In caso di sovradosaggio di edoxaban può essere presa in considerazione la somministrazione tempestiva di carbone vegetale attivo per ridurre l'assorbimento. Questa raccomandazione si basa sul trattamento standard del sovradosaggio di farmaci e sui dati disponibili con agenti simili, poichè l'uso di carbone vegetale attivo per ridurre l'assorbimento di edoxaban non è stato specificamente studiato nel programma clinico di questo medicinale.

Gestione dell'emorragia

Qualora si verificasse una complicanza emorragica in un paziente trattato con edoxaban, la successiva somministrazione di edoxaban deve essere posticipata oppure il trattamento deve essere interrotto, a seconda dei casi. Edoxaban ha un'emivita compresa tra circa 10 e 14 ore . La gestione del paziente deve essere personalizzata in base alla severità e alla sede dell'emorragia. Secondo necessità, può essere effettuato un trattamento sintomatico idoneo come la compressione meccanica (ad esempio in caso di epistassi severa), l'emostasi chirurgica con procedure di controllo dell'emorragia, il ripristino dei liquidi e il supporto emodinamico, la somministrazione di emoderivati (concentrati eritrocitari o plasma fresco congelato, a seconda dell'anemia o della coagulopatia associate) o di piastrine.

In caso di emorragia potenzialmente letale impossibile da controllare con misure quali trasfusione o emostasi, la somministrazione di concentrato di complesso protrombinico (PCC) a 4 fattori, alla dose di 50 UI/kg, si è dimostrata in grado di invertire gli effetti di Lixiana 30 minuti dopo il completamento dell'infusione.

Si può considerare anche la somministrazione di fattore VIIa ricombinante (r-FVIIa). Tuttavia, l'esperienza clinica nell'uso di questo prodotto in soggetti trattati con edoxaban è limitata.

In base alla disponibilità locale, in caso di sanguinamenti maggiori si deve considerare la possibilità di consultare un esperto di problemi della coagulazione.
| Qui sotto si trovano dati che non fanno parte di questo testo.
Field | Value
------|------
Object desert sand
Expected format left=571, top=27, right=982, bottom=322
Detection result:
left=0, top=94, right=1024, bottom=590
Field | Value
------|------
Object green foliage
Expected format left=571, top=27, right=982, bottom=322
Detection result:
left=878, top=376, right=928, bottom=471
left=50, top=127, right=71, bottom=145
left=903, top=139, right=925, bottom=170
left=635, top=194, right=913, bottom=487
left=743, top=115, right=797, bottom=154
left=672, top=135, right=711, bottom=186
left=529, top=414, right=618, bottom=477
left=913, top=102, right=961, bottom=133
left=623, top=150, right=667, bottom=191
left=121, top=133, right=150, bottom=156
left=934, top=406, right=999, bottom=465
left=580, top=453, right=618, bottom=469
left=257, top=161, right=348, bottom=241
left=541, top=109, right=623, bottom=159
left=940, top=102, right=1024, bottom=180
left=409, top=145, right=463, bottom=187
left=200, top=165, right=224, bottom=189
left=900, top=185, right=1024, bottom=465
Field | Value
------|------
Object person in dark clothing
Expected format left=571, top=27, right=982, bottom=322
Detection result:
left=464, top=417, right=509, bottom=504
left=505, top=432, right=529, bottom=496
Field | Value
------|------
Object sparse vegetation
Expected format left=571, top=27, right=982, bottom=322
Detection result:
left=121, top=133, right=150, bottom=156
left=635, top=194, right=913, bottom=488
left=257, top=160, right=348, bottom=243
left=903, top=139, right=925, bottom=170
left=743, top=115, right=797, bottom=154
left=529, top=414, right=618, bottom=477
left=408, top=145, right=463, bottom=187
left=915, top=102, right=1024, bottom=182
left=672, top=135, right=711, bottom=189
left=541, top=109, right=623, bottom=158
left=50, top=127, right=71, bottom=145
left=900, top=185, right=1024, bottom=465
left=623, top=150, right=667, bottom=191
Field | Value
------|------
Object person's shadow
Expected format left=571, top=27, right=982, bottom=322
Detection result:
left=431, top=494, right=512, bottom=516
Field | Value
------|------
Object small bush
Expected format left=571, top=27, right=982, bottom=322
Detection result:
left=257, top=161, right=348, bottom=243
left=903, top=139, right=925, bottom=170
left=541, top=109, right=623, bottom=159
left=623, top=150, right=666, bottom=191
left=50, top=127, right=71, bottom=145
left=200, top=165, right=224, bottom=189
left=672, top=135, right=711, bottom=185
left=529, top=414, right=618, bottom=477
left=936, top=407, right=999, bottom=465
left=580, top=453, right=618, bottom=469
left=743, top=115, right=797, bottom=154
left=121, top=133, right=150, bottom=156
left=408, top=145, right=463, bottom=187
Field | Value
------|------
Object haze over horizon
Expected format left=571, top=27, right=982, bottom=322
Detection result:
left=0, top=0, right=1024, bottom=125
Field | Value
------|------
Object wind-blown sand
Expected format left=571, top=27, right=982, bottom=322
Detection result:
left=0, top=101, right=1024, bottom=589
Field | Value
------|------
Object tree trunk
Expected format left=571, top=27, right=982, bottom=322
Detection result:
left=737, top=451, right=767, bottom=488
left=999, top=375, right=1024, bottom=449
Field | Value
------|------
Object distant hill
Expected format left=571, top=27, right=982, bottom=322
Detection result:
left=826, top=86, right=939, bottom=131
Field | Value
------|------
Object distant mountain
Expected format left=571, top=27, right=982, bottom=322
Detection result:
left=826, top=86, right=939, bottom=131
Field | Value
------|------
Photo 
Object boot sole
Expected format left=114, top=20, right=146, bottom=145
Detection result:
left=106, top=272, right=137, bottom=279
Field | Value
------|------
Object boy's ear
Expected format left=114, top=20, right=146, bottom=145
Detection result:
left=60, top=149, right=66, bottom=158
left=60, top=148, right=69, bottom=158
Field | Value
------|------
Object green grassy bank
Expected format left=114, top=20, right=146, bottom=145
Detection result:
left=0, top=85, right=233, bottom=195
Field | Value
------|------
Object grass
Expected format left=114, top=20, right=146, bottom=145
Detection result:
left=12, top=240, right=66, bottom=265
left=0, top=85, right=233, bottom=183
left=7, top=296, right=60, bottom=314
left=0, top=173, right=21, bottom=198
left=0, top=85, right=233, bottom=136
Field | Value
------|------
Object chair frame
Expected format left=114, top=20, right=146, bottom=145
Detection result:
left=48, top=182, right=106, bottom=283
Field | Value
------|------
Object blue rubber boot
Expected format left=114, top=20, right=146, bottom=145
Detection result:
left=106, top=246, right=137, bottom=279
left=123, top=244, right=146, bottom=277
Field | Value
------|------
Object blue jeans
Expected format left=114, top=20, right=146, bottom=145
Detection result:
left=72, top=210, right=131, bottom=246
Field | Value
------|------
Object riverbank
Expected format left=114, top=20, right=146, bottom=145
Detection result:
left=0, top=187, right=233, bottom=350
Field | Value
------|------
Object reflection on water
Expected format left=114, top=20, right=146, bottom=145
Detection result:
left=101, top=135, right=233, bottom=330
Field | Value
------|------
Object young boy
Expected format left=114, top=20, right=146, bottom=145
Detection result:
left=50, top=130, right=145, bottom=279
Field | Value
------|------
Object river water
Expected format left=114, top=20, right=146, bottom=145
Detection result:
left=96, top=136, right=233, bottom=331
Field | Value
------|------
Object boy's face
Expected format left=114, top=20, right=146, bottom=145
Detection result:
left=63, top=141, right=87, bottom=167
Non si prevede che la protamina solfato e la vitamina K influiscano sull'attività anticoagulante di edoxaban.

Non vi è alcuna esperienza con agenti antifibrinolitici (acido tranexamico, acido aminocaproico) nei soggetti trattati con edoxaban. Non esistono né un razionale scientifico di un possibile beneficio né esperienze con gli emostatici sistemici (desmopressina, aprotinina) nei soggetti trattati con edoxaban. A causa dell'elevato legame con le proteine plasmatiche, è improbabile che edoxaban sia dializzabile.


CONSERVAZIONE



Questo medicinale non richiede alcuna condizione particolare di conservazione.